Dans ce système, « la folie [n’est] plus qu’une sublime salope » sur une planète qui ressemble à une « mine anti-personnel » (p. 73). La folie serait justement de contre-attaquer, d’emmerder la merde, de terrasser la cascade diarrhéique qui inonde les plaines et les montagnes, les villages et les métropoles ; la folie serait de boucher ces prolifiques intestins malades de la merde, de ligaturer les trompettes de ce Jéricho de la dysenterie, à la force d’un je-ne-sais-quoi de calfeutrant, de paralysant, et cela histoire de retrouver une apparence de dignité, un segment de lucidité sur la chronologie la plus encombrée de saloperies et de vicissitudes qui soit. Cependant la révolte est difficile, « tout le monde se chiant dessus / et personne ne voyant rien / de la merde plein les yeux / de la merde noyant le cœur, les sentiments, la liberté / soutenant les forces de l’ordre, les flics, la BAC » (p. 74). On le sait, oui, la merde est organisée. La merde s’est amplifiée en réseaux, en tout-à-l’égout officiel. On ne recrute plus facilement les résistants de la merde. La désobéissance civile impliquerait de se laver de ses propres merdes, ce qui ne va plus de soi quand la majorité trempe dedans, quand tous ou à peu près sont éclaboussés par la scandaleuse et pathétique fiente. Face à un tel adversaire qui ressemble à un monstre de corruption et de fétidité, la poésie tente d’en connaître les faiblesses, les habitudes, les éventuels symptômes du découragement. Car le monstre merdique n’est pas une fatalité, nous avons des choix, même si ce sont des choix de surhumanité (cf. pp. 95-6).
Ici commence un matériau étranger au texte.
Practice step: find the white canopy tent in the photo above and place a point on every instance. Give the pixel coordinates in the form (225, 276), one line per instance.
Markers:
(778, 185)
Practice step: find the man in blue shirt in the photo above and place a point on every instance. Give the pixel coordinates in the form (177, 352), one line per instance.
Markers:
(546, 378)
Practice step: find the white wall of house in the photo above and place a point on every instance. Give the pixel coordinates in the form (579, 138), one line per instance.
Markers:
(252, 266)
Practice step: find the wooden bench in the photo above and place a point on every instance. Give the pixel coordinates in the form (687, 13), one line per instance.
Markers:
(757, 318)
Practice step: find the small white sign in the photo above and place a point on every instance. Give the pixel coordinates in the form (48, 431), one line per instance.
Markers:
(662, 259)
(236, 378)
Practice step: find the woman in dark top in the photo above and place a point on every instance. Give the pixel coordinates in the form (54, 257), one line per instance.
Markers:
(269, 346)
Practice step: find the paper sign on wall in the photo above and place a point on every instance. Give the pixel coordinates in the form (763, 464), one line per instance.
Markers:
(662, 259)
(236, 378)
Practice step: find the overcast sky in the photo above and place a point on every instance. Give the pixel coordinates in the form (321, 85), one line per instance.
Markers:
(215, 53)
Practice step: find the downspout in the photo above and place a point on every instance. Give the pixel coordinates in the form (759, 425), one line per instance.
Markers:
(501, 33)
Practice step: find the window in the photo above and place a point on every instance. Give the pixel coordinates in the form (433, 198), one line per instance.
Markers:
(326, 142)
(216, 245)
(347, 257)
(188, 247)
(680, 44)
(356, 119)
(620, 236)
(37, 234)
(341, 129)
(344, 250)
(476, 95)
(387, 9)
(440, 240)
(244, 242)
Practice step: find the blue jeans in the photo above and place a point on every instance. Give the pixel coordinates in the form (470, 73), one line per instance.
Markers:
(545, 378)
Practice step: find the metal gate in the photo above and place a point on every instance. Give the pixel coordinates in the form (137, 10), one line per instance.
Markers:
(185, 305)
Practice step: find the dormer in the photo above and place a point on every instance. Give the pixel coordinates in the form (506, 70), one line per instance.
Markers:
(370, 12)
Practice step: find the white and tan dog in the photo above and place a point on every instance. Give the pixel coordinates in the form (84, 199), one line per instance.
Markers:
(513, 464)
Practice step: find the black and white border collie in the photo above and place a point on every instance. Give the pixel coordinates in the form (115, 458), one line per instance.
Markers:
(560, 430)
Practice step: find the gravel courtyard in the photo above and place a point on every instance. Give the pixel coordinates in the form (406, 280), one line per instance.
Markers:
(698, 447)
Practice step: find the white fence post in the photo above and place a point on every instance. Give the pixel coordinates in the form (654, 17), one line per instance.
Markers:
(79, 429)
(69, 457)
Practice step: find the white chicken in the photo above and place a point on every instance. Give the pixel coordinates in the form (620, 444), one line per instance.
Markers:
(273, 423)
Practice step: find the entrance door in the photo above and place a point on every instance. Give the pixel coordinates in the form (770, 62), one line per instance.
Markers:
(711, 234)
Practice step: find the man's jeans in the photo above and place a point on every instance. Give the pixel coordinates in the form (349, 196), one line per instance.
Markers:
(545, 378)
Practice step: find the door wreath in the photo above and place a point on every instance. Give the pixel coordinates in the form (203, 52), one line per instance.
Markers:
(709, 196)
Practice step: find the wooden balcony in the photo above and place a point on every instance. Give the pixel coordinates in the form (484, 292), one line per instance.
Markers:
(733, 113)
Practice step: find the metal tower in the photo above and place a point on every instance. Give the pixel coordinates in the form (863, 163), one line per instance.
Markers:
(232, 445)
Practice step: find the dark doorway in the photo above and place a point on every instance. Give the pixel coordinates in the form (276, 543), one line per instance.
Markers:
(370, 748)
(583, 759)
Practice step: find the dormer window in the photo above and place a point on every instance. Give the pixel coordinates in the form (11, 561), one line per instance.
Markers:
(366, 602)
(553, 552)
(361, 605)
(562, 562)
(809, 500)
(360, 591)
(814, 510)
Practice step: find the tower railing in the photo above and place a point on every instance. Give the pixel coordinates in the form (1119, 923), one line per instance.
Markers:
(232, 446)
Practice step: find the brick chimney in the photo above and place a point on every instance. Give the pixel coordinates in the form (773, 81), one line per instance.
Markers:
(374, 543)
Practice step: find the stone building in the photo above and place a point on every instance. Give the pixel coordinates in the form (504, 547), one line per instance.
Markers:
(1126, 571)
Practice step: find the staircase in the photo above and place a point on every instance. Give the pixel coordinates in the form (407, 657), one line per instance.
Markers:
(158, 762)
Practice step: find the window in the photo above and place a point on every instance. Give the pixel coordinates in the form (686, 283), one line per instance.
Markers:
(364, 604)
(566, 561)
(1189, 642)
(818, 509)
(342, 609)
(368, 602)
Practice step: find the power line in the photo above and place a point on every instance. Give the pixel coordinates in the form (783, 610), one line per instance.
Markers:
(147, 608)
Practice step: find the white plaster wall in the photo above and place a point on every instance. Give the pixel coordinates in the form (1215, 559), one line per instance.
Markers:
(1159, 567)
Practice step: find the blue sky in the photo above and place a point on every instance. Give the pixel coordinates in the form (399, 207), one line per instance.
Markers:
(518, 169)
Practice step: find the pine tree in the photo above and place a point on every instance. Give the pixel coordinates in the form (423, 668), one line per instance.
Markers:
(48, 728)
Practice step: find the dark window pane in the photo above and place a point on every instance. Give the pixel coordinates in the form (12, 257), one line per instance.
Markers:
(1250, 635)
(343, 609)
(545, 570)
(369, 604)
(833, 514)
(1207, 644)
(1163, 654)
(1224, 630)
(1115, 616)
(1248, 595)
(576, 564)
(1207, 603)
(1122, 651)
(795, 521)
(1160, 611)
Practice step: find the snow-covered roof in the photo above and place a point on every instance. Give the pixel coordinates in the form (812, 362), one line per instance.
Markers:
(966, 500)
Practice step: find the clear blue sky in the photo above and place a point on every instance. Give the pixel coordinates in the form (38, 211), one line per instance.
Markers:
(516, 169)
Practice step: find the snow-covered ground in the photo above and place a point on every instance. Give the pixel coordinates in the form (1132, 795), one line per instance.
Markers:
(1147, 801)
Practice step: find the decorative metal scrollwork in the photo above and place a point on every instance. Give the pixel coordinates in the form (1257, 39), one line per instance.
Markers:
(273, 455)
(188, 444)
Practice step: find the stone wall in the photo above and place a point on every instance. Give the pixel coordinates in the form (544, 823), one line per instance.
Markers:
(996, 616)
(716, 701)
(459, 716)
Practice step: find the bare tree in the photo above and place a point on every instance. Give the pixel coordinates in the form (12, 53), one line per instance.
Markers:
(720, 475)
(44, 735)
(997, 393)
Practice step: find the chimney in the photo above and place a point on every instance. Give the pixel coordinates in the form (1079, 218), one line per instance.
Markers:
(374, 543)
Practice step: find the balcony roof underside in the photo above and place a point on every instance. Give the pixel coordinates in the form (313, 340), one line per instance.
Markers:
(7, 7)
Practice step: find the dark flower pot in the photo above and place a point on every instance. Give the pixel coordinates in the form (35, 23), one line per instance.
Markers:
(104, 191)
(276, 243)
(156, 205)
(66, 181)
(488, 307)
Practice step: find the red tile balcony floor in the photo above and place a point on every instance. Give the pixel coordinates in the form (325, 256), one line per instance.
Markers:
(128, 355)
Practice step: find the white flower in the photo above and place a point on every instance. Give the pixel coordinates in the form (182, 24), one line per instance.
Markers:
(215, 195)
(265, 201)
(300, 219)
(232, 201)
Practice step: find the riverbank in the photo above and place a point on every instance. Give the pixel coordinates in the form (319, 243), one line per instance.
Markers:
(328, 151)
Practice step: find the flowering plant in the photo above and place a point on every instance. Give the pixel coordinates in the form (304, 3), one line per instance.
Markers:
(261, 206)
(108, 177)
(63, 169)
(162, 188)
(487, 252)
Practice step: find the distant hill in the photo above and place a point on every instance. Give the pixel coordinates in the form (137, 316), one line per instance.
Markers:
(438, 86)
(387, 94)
Pour conjurer l’empire de la merde, Kasprzak fait le choix de l’ivresse spirituelle, et celle-ci prend des allures de vers libres, courroucés, autant de consonances autonomes en tachycardie. Son écriture est celle d’une bête sauvage et solitaire, d’un animal blessé, d’un éclopé qui regarde le spectacle navrant de l’humanité décadente et qui choisit de s’en moquer ; toutefois la bête n’a pas perdu de sa capacité prédatrice – elle est là pour massacrer l’odieuse merde, surtout celle qui passe inaperçue. On ne s’y trompera guère : Kasprzak est un Raskolnikov sans crime physique. Mais son métier est le même que le double-assassin à la hache de Saint-Pétersbourg. Son métier est d’entrer dans la radicalité d’un schisme dans l’espoir ensuite de reconquérir une parenté avec le monde entier, à commencer déjà par une entente avec soi-même. La poésie de Kasprzak est donc au prix de la radicalité. Et cette dernière précède la récompense. Il faut d’abord entrer dans la merde avant d’en résoudre l’odeur ; pactiser avec la merde pour essayer de passer à autre chose, pour réhabiliter le droit de regarder ailleurs (cf. p. 109).